Actions on Google lets you extend the functionality of Google Assistant with Actions. Actions let users get things done through a conversational interface that can range from a quick command to turn on some lights or a longer conversation, such as playing a trivia game.
Dialogflow is a conversational platform that lets you design and build Actions by wrapping the functionality of the Actions SDK and providing additional features such as an easy-to-use IDE, natural language understanding (NLU), machine learning, and more.
To extend Google Assistant, you build an Action with the following steps.
Design your Conversation
Before developing, you should design your conversation, or the user interface for your Action. The conversation describes how users invoke your Action, the valid things that they can say to your Action, and how your Action responds to them.
Create an Actions on Google developer project and Dialogflow Agent
Go to the Actions console and create a developer project. The project lets you define metadata about your Action and manage and track your Action through the approval process. Once you have a project, you can create a Dialogflow agent that defines all your Actions.
Define Actions
You define Actions in your Dialogflow agent with intents that define entry points into your Action's functionality. For example, say you wanted to build an Action that could purchase some goods, check the status of orders, and to show some daily deals. You can define intents that are triggered by saying:
- "Ok Google, talk to My Favorite Shoe Store to purchase some shoes"

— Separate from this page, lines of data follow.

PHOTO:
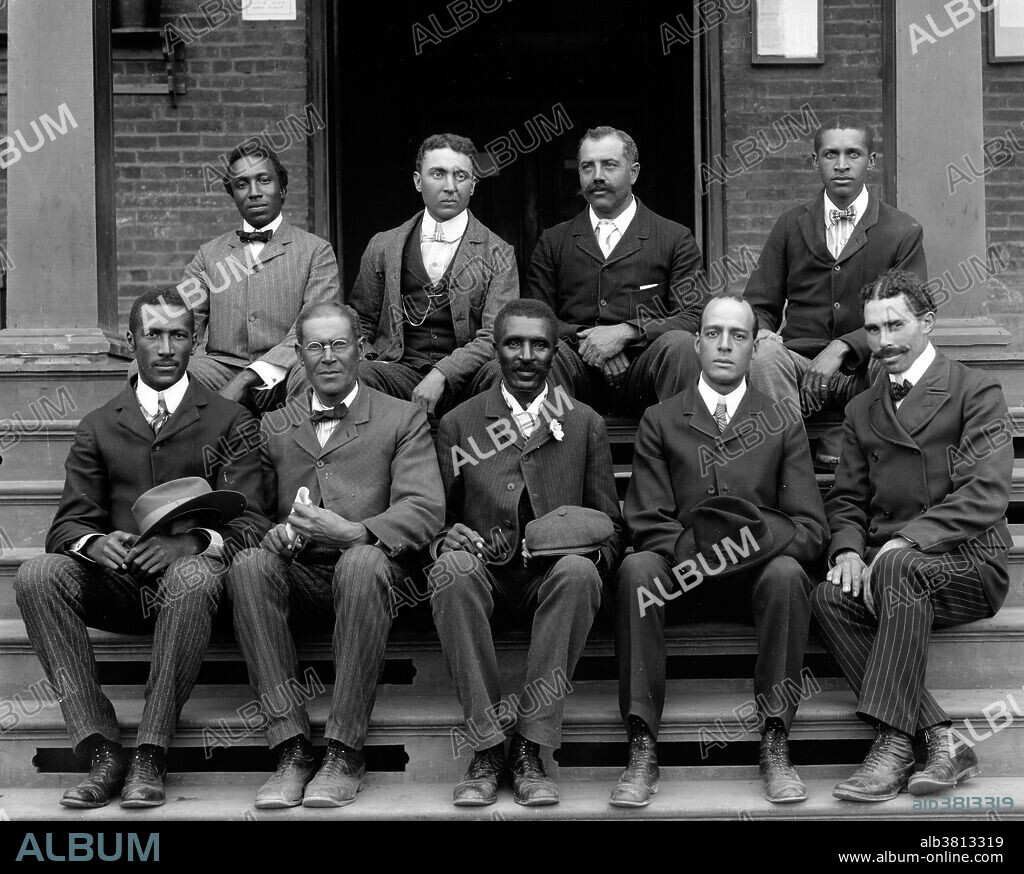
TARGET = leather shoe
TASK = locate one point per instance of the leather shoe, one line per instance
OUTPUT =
(107, 776)
(944, 768)
(638, 784)
(144, 783)
(884, 772)
(479, 786)
(782, 784)
(339, 778)
(530, 785)
(296, 767)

- "Ok Google, talk to My Favorite Shoe Store to check on my order"
- "Ok Google, talk to My Favorite Shoe Store to show me today's deals"
Build and deploy fulfillment
When an Action in your Action is invoked, it calls fulfillment to start a conversation with users to fulfill the Action.
To create your conversation, you define intents in Dialogflow to create your conversation's grammar, or the things users can actually say to your Action. When users actually say something to trigger an intent, your fulfillment is called and returns a response back to the user.
This back and forth request and response happens repeatedly until your fulfillment has enough information to complete the task.